I have some data with predictors and a binary target. Eg:
df <- data.frame(a=sort(sample(1:100,30)), b= sort(sample(1:100,30)),
target=c(rep(0,11),rep(1,4),rep(0,4),rep(1,11)))
I trained a logistic regresion model using glm()
model1 <- glm(formula= target ~ a + b, data=df, family=binomial)
Now I'm trying to predict the output (for the example, the same data should suffice)
predict(model1, newdata=df, type="response")
This generates a vector of probability numbers. But I want to predict the actual class. I could use round() on the probablity numbers, but this assumes that anything below 0.5 is class '0', and anything above is class '1'. Is this a correct assumption? Even when the population of each class may not be equal (or close to equal)? Or is there a way to estimate this threshold?

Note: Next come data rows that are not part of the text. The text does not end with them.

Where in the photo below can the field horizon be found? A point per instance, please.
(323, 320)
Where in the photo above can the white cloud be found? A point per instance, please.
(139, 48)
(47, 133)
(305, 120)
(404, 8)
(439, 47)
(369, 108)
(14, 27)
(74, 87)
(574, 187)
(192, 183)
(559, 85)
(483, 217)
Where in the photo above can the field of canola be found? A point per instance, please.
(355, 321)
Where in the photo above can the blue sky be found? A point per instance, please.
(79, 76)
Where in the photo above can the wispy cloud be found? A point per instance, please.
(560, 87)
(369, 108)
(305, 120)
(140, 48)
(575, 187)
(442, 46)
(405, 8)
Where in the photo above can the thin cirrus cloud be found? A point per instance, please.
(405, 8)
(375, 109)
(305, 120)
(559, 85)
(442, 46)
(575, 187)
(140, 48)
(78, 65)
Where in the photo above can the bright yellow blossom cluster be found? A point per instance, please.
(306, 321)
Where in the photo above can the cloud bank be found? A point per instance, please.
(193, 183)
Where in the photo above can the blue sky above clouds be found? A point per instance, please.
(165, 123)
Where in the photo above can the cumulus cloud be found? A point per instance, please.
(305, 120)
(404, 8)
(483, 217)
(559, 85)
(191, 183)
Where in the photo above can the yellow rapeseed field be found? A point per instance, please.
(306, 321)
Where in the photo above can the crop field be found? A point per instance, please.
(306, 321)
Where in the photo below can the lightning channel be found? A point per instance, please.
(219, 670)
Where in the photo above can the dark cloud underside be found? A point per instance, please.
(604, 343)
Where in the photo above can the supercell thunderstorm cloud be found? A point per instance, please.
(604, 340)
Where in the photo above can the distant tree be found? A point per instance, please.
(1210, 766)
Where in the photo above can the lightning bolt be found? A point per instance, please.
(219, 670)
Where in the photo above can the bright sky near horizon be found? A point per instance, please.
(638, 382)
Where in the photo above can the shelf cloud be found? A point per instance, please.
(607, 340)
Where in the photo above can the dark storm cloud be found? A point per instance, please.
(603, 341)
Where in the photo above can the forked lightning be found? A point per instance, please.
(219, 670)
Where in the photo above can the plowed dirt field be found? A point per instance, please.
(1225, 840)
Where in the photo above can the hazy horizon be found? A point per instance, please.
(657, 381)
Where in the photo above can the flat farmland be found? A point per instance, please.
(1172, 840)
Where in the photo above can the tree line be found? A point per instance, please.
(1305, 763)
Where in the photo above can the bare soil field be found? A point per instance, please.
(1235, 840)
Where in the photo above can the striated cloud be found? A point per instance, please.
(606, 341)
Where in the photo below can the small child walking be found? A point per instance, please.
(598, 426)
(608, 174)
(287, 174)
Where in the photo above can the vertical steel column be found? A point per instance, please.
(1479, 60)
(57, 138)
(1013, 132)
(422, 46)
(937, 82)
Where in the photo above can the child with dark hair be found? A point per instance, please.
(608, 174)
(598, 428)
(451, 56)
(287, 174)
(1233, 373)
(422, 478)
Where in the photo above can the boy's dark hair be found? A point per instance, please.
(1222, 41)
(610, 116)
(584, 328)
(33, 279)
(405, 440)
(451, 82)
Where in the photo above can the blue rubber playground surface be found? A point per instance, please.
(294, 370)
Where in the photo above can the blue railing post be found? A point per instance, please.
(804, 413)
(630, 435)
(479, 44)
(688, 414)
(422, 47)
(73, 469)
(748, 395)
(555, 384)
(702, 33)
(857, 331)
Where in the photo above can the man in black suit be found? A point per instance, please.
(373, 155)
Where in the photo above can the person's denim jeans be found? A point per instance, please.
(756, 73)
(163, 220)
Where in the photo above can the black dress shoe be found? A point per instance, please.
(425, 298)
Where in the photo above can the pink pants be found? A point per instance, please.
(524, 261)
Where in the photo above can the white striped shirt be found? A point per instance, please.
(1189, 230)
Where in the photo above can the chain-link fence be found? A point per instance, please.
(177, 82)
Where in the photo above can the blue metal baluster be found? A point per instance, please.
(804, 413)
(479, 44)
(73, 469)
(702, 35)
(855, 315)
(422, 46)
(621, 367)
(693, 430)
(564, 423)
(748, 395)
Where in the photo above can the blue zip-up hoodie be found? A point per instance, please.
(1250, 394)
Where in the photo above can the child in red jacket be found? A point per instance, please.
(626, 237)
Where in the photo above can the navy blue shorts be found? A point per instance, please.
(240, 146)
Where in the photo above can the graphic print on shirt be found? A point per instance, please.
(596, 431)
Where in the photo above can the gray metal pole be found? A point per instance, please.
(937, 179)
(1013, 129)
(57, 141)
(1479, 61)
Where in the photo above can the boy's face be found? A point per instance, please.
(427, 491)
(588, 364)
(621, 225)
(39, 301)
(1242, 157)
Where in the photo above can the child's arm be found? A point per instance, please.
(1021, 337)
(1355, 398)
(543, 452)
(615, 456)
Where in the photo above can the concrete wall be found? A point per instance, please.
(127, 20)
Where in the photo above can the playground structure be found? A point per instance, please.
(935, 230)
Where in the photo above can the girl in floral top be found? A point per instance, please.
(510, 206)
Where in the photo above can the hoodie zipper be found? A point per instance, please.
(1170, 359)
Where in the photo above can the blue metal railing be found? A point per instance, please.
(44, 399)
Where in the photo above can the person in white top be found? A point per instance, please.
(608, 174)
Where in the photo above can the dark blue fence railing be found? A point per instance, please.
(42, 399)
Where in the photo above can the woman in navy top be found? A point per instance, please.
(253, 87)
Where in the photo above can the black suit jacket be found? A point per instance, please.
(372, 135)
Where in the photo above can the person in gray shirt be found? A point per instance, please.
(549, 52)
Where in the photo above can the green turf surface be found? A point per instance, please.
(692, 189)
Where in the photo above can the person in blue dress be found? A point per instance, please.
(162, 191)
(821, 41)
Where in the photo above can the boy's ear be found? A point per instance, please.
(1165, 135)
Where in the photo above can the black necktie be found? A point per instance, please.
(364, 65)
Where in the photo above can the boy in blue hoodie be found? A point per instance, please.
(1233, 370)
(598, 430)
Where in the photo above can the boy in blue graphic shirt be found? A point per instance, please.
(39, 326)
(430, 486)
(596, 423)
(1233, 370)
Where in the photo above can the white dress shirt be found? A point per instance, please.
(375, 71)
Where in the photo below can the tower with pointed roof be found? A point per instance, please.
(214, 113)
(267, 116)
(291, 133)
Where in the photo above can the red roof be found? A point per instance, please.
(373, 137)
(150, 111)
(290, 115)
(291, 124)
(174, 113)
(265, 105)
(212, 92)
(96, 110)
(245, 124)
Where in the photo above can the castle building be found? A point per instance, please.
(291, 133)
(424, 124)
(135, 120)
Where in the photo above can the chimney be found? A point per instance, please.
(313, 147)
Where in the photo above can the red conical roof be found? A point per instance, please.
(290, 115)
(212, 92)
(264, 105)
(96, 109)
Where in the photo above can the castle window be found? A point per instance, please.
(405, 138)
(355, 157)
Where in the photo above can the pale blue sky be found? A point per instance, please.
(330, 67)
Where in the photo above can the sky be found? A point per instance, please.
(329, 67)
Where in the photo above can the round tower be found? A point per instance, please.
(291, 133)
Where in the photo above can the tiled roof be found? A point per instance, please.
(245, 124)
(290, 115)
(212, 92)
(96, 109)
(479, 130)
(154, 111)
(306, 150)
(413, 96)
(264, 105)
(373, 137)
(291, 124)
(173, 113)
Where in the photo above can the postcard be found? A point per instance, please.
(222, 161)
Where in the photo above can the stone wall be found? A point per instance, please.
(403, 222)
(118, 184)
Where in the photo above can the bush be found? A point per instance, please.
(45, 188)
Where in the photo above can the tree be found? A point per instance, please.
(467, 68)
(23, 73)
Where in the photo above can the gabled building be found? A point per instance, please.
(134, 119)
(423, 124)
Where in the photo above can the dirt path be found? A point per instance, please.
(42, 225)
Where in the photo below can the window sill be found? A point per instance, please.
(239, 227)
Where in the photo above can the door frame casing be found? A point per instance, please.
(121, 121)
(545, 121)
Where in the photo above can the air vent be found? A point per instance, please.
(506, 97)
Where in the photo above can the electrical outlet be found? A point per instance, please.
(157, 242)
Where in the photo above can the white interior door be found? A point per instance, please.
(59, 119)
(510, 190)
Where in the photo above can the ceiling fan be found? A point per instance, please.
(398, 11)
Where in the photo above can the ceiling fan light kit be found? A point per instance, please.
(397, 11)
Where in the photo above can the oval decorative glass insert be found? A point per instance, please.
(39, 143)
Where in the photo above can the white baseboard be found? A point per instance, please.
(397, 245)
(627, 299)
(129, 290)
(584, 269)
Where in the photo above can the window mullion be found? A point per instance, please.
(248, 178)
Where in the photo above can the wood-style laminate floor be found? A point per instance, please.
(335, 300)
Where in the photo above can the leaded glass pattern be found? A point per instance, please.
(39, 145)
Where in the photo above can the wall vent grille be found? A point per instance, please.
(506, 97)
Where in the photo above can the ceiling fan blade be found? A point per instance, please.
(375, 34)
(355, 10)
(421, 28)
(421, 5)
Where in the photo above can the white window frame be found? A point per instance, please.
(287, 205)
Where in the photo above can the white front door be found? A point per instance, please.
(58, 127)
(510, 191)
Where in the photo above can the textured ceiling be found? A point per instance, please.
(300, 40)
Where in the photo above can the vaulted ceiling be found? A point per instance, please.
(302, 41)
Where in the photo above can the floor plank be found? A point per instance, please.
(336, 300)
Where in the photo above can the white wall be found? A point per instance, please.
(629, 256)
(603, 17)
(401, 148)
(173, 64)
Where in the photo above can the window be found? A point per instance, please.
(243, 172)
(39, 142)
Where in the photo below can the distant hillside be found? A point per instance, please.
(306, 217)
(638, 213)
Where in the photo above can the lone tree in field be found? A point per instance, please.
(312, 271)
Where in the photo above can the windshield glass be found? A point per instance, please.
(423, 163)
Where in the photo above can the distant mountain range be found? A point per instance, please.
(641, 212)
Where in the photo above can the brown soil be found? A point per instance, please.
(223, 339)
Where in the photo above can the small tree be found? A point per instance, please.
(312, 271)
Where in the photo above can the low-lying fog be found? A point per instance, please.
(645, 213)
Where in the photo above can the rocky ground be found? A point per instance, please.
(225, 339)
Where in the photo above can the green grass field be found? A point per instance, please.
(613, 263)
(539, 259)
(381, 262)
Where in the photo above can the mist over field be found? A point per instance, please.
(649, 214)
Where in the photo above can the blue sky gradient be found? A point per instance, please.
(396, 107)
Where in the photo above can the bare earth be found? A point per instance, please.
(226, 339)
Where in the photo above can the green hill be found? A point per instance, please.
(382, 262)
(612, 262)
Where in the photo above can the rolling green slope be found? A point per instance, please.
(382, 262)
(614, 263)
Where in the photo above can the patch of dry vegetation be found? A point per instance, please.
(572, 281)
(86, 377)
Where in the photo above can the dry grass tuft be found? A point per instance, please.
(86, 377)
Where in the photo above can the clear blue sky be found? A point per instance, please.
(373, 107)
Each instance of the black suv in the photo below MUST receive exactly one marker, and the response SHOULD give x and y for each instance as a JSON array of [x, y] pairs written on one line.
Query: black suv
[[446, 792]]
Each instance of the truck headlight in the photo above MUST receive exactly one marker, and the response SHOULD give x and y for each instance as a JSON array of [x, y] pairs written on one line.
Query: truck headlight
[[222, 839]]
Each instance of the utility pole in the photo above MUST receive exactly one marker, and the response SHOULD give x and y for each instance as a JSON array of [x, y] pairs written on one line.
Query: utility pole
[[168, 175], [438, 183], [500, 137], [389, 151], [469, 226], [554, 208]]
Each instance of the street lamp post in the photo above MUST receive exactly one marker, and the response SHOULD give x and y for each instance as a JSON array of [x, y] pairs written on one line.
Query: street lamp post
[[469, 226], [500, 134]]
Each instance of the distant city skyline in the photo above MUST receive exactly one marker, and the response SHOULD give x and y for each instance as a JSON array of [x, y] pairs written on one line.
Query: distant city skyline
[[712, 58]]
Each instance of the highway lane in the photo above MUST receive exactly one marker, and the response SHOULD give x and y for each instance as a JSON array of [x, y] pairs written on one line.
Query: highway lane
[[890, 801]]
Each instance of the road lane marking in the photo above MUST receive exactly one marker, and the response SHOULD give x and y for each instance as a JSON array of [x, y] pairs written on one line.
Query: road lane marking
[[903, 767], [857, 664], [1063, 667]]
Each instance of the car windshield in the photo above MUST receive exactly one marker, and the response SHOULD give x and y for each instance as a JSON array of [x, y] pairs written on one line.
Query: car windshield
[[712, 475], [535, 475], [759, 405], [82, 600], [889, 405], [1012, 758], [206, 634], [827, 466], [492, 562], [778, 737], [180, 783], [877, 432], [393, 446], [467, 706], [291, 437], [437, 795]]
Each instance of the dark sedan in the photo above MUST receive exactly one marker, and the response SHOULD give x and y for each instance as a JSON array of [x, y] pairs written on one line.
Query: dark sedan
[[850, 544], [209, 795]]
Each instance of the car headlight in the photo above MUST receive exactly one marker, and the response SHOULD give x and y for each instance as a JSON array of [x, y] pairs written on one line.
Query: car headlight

The best threshold (or cutoff) point to be used in glm models is the point which maximises the specificity and the sensitivity. This threshold point might not give the highest prediction in your model, but it wouldn't be biased towards positives or negatives. The ROCR
package contain functions that can help you do this. check the performance()
function in this package. It is going to get you what you're looking for. Here's a picture of what you are expecting to get:
After finding the cutoff point, I normally write a function myself to find the number of datapoints that has their prediction value above the cutoff, and match it with the group they belong to.